True, but still a zillion times better than what you get with Kindle. :’(

I picked this up at the Waldenbooks when I saw the cover. I usually spent my bux on SF and Stephen King back then, but this was too creepy to pass. I probably still have it somewhere in storage.

I have probably published a 1,000 paperbacks give or take a few hundred.
I do not believe the covers sell books. Yes there are exceptions. And, yes, there are great works of art on paperback.
But look at a book of which I sold millions and the Americans tens of millions or maybe hundreds of millions.
The cover has no style. Has no pretense to style.
There is semi-naked woman in front of a looking class and in sodding great letters there is ‘The Carpetbaggers’ by Harold Robbins.

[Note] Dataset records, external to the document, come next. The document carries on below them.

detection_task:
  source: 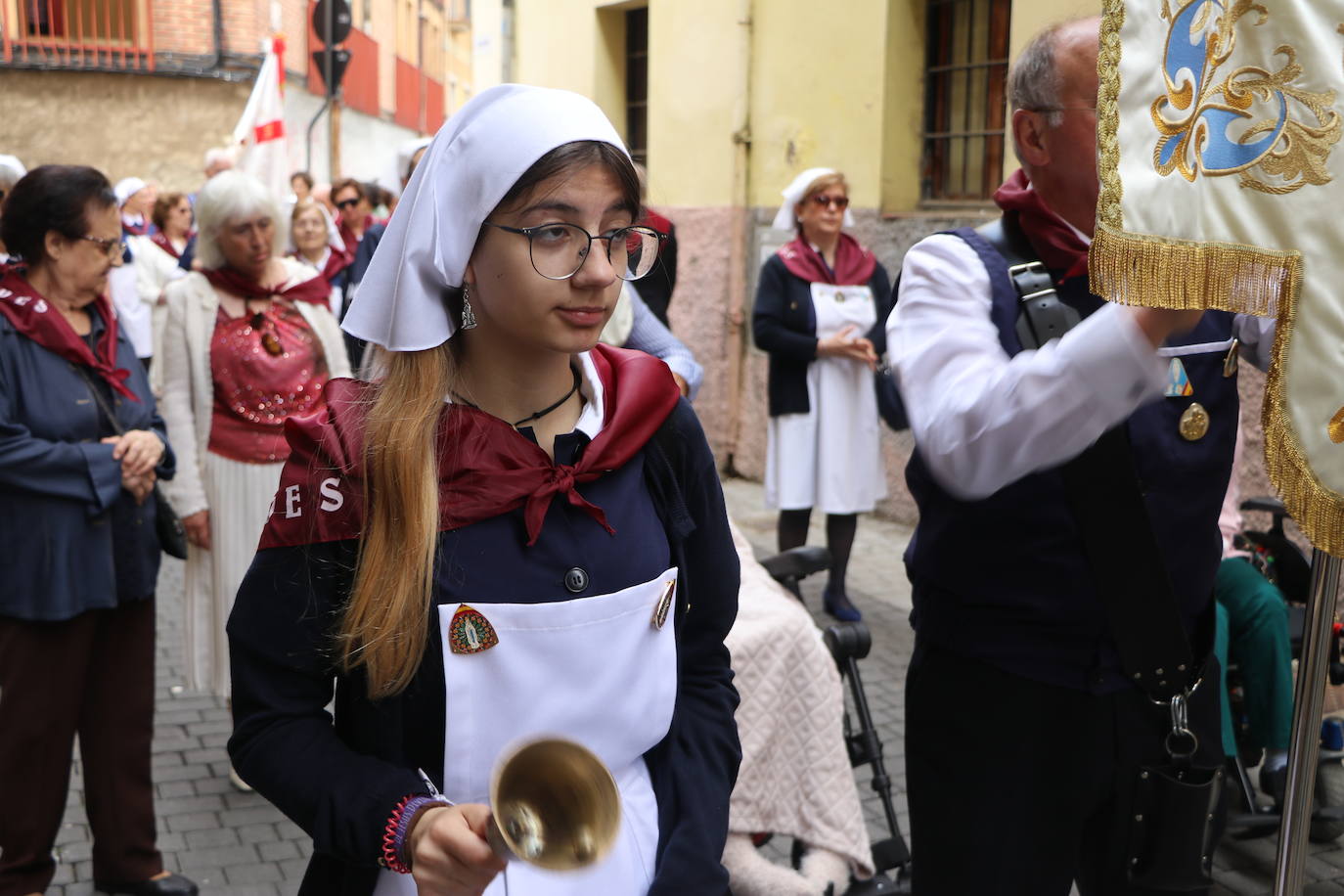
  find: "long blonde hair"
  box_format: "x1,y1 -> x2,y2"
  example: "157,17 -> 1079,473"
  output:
336,342 -> 454,699
336,141 -> 640,699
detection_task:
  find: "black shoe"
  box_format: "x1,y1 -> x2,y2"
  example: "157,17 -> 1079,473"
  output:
93,874 -> 201,896
1259,766 -> 1287,809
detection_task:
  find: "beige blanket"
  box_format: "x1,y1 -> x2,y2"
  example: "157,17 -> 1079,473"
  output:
727,525 -> 873,877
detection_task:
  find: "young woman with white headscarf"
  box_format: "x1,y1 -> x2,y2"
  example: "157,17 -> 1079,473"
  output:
229,85 -> 739,896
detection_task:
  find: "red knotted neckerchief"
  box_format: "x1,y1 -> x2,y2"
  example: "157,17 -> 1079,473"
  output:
261,344 -> 682,548
201,267 -> 332,306
150,231 -> 181,258
0,265 -> 140,402
777,234 -> 877,287
995,168 -> 1088,282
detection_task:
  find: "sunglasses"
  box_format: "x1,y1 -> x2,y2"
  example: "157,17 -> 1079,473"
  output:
812,195 -> 849,211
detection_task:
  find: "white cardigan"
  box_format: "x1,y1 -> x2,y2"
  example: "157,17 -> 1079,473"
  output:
155,258 -> 349,515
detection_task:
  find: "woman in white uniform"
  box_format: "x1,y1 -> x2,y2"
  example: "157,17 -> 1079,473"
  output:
751,168 -> 891,620
229,85 -> 740,896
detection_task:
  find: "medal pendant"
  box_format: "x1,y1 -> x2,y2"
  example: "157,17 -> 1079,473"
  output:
1179,402 -> 1208,442
650,579 -> 676,629
1223,338 -> 1242,378
1163,357 -> 1194,398
448,604 -> 500,654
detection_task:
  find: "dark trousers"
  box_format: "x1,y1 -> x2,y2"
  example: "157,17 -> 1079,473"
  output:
906,640 -> 1222,896
0,601 -> 162,896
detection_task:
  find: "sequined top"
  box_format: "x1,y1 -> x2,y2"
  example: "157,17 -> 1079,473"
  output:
209,303 -> 330,464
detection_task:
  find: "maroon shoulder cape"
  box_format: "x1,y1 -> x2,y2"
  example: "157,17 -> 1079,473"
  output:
776,234 -> 877,287
261,344 -> 682,548
0,265 -> 140,402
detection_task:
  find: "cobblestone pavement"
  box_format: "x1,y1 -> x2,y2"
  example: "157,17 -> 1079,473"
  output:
39,479 -> 1344,896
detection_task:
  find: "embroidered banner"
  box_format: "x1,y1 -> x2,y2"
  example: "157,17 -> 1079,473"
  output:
1090,0 -> 1344,557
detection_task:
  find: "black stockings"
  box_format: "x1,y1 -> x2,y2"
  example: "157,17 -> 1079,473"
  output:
779,508 -> 859,594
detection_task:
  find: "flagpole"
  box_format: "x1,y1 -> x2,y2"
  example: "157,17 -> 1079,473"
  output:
1275,550 -> 1341,896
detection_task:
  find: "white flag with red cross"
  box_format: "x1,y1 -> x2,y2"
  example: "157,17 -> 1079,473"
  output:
234,37 -> 289,199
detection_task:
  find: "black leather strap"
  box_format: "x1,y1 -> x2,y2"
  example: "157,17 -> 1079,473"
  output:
977,215 -> 1199,699
976,212 -> 1082,348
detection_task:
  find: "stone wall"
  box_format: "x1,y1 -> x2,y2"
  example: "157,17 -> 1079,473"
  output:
0,68 -> 251,191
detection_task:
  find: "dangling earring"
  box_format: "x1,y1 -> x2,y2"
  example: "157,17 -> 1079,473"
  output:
463,284 -> 475,329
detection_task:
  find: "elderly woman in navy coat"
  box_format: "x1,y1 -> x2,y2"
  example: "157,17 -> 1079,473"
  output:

If you tried to get a correlation between best-selling books and their original cover you will find the is no correlation between great art and great sales.
I can list books until you are bored but covers which are great art DO NOT SELL BOOKS.
Make sure the passerby can see the title and the author’s name (and this in strong, plain type) and let the art gallery hang pictures.
In Britain from say 1934 until 1958 or so Penguin in England did not illustrate covers. (Neither did Victor Gollancz)
Yet they sold and sold and sold.
These are separate. Bookcovers. Art. And never the twain should be allowed to meet.
Gareth Powell who is following the rules and not naming his site.

Well, no thanks for your missing SPOILER tag.